Democracy in foreign countries is portrayed on television as people queuing up and taking turns to enter a voting booth, while Chinese people only line up just to check out at the supermarket, or to go through various security checks, or to have their noses and throats poked for COVID-19 tests. Not once did the Chinese people ever come out in the hundreds of millions and cast their votes to elect a national leader.
When there is no one-person-one-vote election, no system of power transfer based on such elections, and not even any reliable rules of power succession within the party, how can China speak of democracy?
This destruction of the meaning of “democracy” is similar to Orwell’s 1984, when the thoughts in “Oldspeak” were replaced by the thoughtless orthodoxy of “Newspeak.” When the word “democracy” loses its meaning, the struggle for democracy itself will be missing its foundation. This also means that the Chinese people’s pursuit of democracy, human rights, freedom, and other universal values is not starting from zero. They must seek to fight from negative to zero. This is because in the state of starting from zero, language has not yet lost its meaning, values have not yet been distorted, and “Newspeak” has not yet twisted people’s perception of reality.
What The Herald of History does is to gather the once vivid and undisturbed language of democracy, freedom, human rights. Because its words come from the founders of the Communist Party, it strongly challenges the current political discourse monopolized by power.
The Chinese authorities’ fear of The Herald of History is precisely Newspeak’s fear of Oldspeak, the fear of empty words for lively words. Now Chinese authorities are continuing to perfect their Newspeak with new words and new concepts, using grandiose, abstract, complex, and semantically ambiguous rhetoric to hollow out language and reality, monopolize the narrative, and abolish thought, minimizing the living space for language that is lively, meaningful, and thoughtful.
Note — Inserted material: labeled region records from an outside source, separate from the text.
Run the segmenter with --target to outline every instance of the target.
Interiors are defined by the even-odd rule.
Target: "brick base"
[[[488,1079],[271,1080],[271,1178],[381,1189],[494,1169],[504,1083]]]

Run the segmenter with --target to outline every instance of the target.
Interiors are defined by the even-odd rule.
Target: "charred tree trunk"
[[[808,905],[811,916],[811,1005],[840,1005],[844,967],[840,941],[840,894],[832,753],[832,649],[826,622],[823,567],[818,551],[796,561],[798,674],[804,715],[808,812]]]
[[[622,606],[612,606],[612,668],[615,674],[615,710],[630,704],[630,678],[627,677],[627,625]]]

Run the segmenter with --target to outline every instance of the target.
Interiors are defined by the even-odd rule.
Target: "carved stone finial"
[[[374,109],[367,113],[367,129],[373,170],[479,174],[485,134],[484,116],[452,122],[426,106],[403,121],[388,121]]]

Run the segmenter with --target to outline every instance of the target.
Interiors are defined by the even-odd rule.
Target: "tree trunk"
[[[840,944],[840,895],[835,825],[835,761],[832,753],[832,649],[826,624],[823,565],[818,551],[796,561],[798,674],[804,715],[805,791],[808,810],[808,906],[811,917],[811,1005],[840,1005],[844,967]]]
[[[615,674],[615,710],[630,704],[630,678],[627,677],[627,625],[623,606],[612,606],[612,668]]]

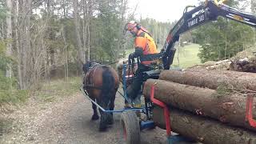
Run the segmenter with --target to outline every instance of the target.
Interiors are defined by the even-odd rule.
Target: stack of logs
[[[246,96],[255,94],[255,82],[253,73],[164,70],[159,79],[146,81],[143,94],[150,98],[154,85],[154,98],[170,106],[174,132],[202,143],[256,143],[256,128],[246,118]],[[162,109],[154,109],[154,121],[165,128]]]

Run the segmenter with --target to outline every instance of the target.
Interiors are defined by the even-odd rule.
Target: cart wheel
[[[126,144],[140,143],[139,121],[135,112],[125,111],[121,114],[121,124],[122,126],[123,137]]]

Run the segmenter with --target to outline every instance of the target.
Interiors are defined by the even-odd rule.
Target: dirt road
[[[123,106],[117,95],[115,109]],[[30,99],[4,117],[12,119],[9,133],[0,143],[124,143],[121,136],[120,114],[114,114],[114,124],[106,132],[98,132],[98,121],[91,122],[90,102],[78,93],[53,102],[37,103]],[[166,143],[165,130],[156,128],[142,132],[142,144]]]

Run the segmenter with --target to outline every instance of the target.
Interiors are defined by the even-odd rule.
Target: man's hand
[[[129,54],[129,59],[133,59],[133,58],[134,58],[134,53],[131,53],[130,54]]]

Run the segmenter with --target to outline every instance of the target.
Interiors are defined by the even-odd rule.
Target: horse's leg
[[[105,110],[106,104],[104,101],[98,100],[97,102]],[[101,114],[101,120],[99,122],[99,131],[105,131],[106,130],[106,117],[107,114],[99,109],[99,113]]]
[[[94,101],[95,101],[95,99],[94,99]],[[92,121],[95,121],[95,120],[98,120],[99,118],[98,114],[98,111],[97,111],[97,106],[93,102],[91,102],[91,104],[92,104],[92,107],[93,107],[93,110],[94,110],[94,115],[91,117],[91,120]]]
[[[114,99],[115,99],[115,92],[113,92],[113,96],[111,97],[110,99],[110,110],[114,110]],[[114,118],[113,118],[113,113],[110,113],[110,114],[108,117],[108,124],[112,125],[114,123]]]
Nowadays, if we want to pursue the democracy, freedom, and human rights that the Chinese Communist Party promised the Chinese people before 1949, we need to recognize the current rhetoric monopolized by power, and pay attention to what kind of reality the officialdom is trying to create and normalize with language.
We also need to rediscover, use and protect living words such as those included in The Herald of History, to construct a meaningful language that is not monopolized by power, and to remember what the words in The Herald of History tell us–the meanings of democracy, freedom, and human rights.